Somehow, although I believed that he was going to leave us sooner than later, I didn’t really comprehend it. The last time I visited, we went for a walk and he seemed as healthy as he’d ever been. I was sure we’d meet again.
The last time we exchanged letters was nearly a year ago. In his last letter he promised to write more soon on a topic about which we disagreed. He didn’t, and I got busy and preoccupied with my own troubles, and I wasn’t writing anyway, and I let myself forget what he’d told me after Paula’s death: None of us are guaranteed anything, especially time.
I didn’t try to reach out until late in the fall, and when I did I realized I’d missed messages from him in the spring. I wrote right away, but I didn’t hear from him. I didn’t worry much; long pauses were common in our conversation. I tried again a little later, and again after that. I worried that he’d taken offense at my disengagement, and that that’s why I wasn’t hearing back from him. That wouldn’t really have made sense in our friendship, but I think I was looking for any reason other than the most likely to explain his lack of reply.
This week, I learned from a friend of his that he died last June.
I searched for an obituary, and this is all the one that I found said:
Robert Ross Ward was born on May 30, 1943 and passed away on June 13, 2019.
Perhaps it was learning about this loss on the morning we all woke to the possibility of new war brought about by our dishonest and self-serving President, or perhaps it was learning about it on the day my son left to return to his Marine base two states away, or perhaps it was learning about it the day after I’d put the decorations away after our best holiday in years, or perhaps it was none of those things, really, but simply the realization that someone who has mattered to me for 34 years is gone, and there will be no more letters, no more of a particular kind of refuge that he offered me at critical junctures, no more wise counsel when I most need it, no more deep and unwavering belief in the importance of my work. Whatever it is, the loss of this person who is officially remembered only for the dates of his birth and death has gutted me.

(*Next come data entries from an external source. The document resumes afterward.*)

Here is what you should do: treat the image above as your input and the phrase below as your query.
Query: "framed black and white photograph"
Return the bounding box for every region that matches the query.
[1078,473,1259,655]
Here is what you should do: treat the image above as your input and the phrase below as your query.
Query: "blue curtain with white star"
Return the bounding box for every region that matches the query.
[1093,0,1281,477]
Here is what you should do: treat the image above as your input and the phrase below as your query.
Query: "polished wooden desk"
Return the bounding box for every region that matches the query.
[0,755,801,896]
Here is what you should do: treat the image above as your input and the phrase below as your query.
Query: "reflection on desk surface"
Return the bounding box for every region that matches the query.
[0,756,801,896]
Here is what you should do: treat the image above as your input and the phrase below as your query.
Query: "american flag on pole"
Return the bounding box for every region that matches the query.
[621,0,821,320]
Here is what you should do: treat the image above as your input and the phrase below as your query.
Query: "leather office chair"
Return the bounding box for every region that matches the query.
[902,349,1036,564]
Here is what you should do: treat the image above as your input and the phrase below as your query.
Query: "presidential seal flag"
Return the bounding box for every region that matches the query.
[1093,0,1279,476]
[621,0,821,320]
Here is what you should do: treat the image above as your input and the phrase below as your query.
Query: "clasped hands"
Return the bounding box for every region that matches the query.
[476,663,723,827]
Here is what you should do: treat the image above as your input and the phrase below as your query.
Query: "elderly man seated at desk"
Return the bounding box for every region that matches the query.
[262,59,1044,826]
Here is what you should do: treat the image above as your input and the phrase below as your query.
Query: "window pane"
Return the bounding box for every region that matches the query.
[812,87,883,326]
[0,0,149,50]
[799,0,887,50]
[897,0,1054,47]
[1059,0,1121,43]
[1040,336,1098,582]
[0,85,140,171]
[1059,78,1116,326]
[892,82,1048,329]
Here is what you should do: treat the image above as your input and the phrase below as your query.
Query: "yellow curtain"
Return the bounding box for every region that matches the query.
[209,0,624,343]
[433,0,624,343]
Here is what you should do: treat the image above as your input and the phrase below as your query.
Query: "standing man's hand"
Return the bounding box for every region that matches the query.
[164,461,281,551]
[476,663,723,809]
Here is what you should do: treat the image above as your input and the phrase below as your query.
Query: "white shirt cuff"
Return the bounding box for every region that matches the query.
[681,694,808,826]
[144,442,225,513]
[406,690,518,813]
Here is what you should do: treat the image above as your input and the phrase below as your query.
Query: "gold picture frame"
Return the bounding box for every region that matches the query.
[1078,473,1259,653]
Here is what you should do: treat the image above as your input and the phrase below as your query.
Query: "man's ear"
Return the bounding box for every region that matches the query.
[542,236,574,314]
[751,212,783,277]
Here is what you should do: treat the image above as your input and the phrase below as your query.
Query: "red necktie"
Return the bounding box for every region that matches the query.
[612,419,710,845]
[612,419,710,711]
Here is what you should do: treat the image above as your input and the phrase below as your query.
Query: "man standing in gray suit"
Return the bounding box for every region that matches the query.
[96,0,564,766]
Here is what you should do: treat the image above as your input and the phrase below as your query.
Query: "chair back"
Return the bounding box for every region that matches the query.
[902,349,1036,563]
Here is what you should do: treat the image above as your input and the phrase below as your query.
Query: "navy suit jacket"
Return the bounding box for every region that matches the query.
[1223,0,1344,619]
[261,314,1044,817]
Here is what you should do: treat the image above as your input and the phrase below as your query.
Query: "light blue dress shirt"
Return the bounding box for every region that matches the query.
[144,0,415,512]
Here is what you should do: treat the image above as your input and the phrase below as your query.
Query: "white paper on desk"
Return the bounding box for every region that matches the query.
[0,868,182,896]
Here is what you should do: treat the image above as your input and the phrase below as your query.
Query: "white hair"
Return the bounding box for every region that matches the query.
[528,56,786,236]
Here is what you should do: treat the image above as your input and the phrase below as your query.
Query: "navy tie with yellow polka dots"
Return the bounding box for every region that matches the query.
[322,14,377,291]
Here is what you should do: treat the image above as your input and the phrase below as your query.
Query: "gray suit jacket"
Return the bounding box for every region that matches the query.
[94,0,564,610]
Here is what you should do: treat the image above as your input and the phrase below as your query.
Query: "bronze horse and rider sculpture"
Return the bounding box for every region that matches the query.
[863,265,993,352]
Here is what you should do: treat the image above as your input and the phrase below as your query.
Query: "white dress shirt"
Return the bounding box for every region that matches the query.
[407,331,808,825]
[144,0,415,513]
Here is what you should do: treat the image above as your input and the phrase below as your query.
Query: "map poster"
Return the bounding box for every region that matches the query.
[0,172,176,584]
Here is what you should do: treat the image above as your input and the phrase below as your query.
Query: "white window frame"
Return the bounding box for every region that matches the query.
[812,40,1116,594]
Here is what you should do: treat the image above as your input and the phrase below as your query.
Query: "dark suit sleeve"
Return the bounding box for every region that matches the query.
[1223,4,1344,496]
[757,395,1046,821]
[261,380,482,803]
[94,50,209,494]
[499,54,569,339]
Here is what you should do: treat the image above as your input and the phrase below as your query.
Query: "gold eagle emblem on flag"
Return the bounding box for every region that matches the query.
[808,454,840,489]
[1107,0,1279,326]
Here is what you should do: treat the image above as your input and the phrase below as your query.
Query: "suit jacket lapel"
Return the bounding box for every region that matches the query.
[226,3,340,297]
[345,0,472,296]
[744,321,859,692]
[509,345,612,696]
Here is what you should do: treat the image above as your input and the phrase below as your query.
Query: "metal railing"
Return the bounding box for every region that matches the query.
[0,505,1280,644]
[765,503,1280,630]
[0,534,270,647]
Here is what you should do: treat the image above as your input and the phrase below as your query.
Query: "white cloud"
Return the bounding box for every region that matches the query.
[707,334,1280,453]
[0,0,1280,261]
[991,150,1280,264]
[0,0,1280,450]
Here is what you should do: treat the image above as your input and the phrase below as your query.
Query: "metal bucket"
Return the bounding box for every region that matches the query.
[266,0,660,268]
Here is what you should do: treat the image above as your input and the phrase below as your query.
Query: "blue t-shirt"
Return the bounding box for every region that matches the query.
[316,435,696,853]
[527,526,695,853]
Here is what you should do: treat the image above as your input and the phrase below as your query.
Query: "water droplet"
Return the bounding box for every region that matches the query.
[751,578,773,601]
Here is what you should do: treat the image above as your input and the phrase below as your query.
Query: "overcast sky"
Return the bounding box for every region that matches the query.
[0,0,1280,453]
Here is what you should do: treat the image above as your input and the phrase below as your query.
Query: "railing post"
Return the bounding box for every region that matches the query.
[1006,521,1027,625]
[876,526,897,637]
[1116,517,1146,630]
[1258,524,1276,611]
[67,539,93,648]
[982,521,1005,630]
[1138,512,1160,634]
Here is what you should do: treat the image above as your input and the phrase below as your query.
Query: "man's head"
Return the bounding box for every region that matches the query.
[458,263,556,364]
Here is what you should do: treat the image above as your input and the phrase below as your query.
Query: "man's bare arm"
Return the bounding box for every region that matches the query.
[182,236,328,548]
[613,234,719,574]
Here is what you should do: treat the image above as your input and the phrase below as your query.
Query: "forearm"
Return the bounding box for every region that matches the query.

I realized, only since knowing he is gone, that every time I wrote here, I was writing with him in mind. Although he never commented, he referenced many of these posts in our conversations. It feels so strange to know that a person I’ve been writing to for so long is no longer in the audience. I’m wondering how that will change the writing.
I know that last sentence would please him, with its implication that there will still be writing. Robert believed in the necessity of poetry (in whatever form that poetry might take) in the world, absolutely and without wavering. He championed and shared the work of so many people who affirmed through their words that life has meaning and is worth living. It doesn’t matter that there is no official record to say what he did with his life. It doesn’t matter that most of those works never found a large audience and are already forgotten or will soon be. What matters is what always mattered to him: the work and those who read it. Not fame or acclaim or longevity. Just the work, and its impact on whatever audience it happened to find, and how that impact might ripple out into the world.
We are living through a frightening, unstable time. Robert and I viewed many things differently, but we agreed about this. His death–or, more importantly, his life and his beliefs and his many words to me–have me thinking hard about what work needs to be done in the face of all that is coming. About what work I need to do. I know that some of you write, and struggle with writing, and wonder about how to best use your life’s energy, given all that is happening right now. Since learning of Robert’s death, I find myself returning, again and again, to words from Dylan Thomas that appeared at the top of the masthead in every issue of Bellowing Ark, and in remembrance of Robert I want to offer them to you now:
…Look: I build my bellowing ark to the best of my love as the flood begins…”
Whatever your ark might be, but especially if it is built of words that affirm that life is beautiful and meaningful and, above all else, worth living, I hope that you, like Robert, will make it with the best of your love and invite as many people aboard as it will hold.
It’s what I hope to do. I can’t think of a better way to honor my friend.